3.5X improvement on 4 cores is pretty darn good...but can we do better? It turns out we can: in one of the functions every memory access misses the cache, and there is thus an opportunity for a more cache-friendly algorithm.

Swapping the inner and outer loop results in a more cache-friendly algorithm:

// inverted, parallelized (with a race on outvec).

void mikenet_matrix_vec_mult_t_p (Real * outvec,int nout,Real *invec,

int nin,Real **mat) {

cilk_for (int j = 0; j < nin; ++j) {

for (int i = 0; i < nout; ++i) {

outvec[i] += mat[j][i] * invec[j];

}

}

}

But when we run the Cilkscreen race detector, we discover that there is now a race on outvec.

Fortunately, Cilk++ reducer hyperobjects are ideally suited for eliminating this race condition without requiring a lock on outvec. Here's the new code:

 

// inverted, parallelized with reducer.

void mikenet_matrix_vec_mult_t_p (Real * outvec,int nout,Real *invec,

int nin,Real **mat) {

array_reducer_t art(nout, outvec);

cilk::hyperobject<array_reducer_t> rvec(art);

cilk_for (int j = 0; j < nin; ++j) {

Real *array = rvec().array;

for (int i = 0; i < nout; ++i) {

array[i] += mat[j][i] * invec[j];

}

}

}

The cache-friendly algorithm picked up a factor 3X relative to the serial implementation on a single processor, and on 4 cores reached 8X relative to the original serial version (for direct comparison, the data from the previous chart is included in the chart below).
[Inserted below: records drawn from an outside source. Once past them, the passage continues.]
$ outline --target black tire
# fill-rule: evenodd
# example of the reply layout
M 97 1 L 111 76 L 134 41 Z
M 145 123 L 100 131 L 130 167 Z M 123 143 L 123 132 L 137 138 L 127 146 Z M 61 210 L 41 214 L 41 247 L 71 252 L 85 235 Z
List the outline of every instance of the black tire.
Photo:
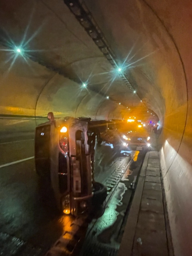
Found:
M 97 134 L 97 141 L 98 144 L 99 145 L 100 145 L 102 142 L 102 140 L 101 138 L 101 136 L 99 132 L 98 132 Z
M 93 187 L 93 203 L 102 204 L 107 195 L 106 188 L 103 184 L 99 182 L 94 182 Z

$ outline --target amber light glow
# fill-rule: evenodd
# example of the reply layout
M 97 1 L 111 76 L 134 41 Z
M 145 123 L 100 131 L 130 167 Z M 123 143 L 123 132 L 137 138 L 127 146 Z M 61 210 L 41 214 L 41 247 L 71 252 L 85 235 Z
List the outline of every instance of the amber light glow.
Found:
M 70 214 L 70 211 L 67 209 L 63 210 L 63 212 L 66 214 Z
M 62 132 L 63 133 L 65 133 L 67 131 L 67 128 L 66 126 L 63 126 L 60 130 L 60 132 Z

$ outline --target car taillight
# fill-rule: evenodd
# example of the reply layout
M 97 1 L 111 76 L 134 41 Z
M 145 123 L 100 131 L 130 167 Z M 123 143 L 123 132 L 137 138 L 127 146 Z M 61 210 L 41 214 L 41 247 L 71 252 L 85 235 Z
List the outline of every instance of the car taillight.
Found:
M 68 150 L 67 137 L 65 135 L 61 135 L 59 138 L 60 147 L 65 153 L 67 153 Z

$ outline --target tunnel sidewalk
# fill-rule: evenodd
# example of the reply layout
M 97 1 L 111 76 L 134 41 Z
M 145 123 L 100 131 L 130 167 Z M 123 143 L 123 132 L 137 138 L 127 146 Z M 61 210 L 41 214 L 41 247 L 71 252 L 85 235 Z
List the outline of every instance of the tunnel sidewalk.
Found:
M 173 255 L 162 190 L 158 152 L 148 152 L 118 256 Z

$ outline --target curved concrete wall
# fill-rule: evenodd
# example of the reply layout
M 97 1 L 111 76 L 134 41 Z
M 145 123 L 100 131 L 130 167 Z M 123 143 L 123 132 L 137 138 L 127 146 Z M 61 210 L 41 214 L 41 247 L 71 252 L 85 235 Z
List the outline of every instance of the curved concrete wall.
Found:
M 34 131 L 37 124 L 44 121 L 38 117 L 45 117 L 50 111 L 56 117 L 106 119 L 111 110 L 119 107 L 104 96 L 22 56 L 18 56 L 10 68 L 8 58 L 15 56 L 0 50 L 0 132 Z M 101 104 L 105 107 L 97 116 Z
M 129 71 L 130 81 L 138 85 L 143 101 L 150 104 L 164 123 L 161 161 L 175 254 L 190 256 L 192 2 L 86 2 L 121 59 L 135 46 L 136 50 L 130 56 L 135 56 L 131 62 L 138 65 Z
M 18 41 L 20 34 L 24 34 L 23 24 L 27 24 L 33 3 L 21 1 L 19 5 L 16 2 L 10 5 L 5 0 L 2 2 L 7 11 L 1 16 L 0 20 Z M 137 89 L 143 102 L 157 114 L 163 124 L 161 161 L 175 254 L 190 256 L 192 2 L 190 0 L 85 2 L 119 59 L 122 62 L 128 56 L 127 74 L 130 82 Z M 49 49 L 49 52 L 39 52 L 39 56 L 47 63 L 64 68 L 72 77 L 76 73 L 86 79 L 93 72 L 97 75 L 90 86 L 96 89 L 82 89 L 68 78 L 29 60 L 26 62 L 23 58 L 17 58 L 10 68 L 13 58 L 9 61 L 8 59 L 13 53 L 0 51 L 1 113 L 34 117 L 45 116 L 51 110 L 58 117 L 122 118 L 126 110 L 122 105 L 93 91 L 97 91 L 99 86 L 102 88 L 102 83 L 109 80 L 107 72 L 100 79 L 98 76 L 104 70 L 108 70 L 102 54 L 62 1 L 46 3 L 37 2 L 31 32 L 38 30 L 40 24 L 44 25 L 40 27 L 42 33 L 35 37 L 29 46 Z M 51 8 L 47 8 L 47 4 Z M 48 21 L 44 24 L 46 20 Z M 56 40 L 58 37 L 59 40 Z M 58 52 L 52 51 L 53 47 Z M 113 88 L 111 95 L 117 102 L 128 92 L 117 83 L 110 88 Z M 128 97 L 130 98 L 131 95 L 129 95 Z M 0 120 L 4 132 L 21 128 L 28 130 L 36 125 L 34 119 L 31 122 L 23 122 L 23 125 L 16 121 L 8 128 L 4 125 L 10 121 L 5 120 Z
As usual, improvement to a serial algorithm paid dividends when multicore-enabling it.

 


Conclusion

A key part of a multithreading project is figuring out early on where the performance bottlenecks are, exposing parallelism, and then verifying that the parallelism has not created a race condition. The combination of familiar profiling tools such as VTune, and the Cilkscreen race detector, take a lot of guesswork out of multithreading.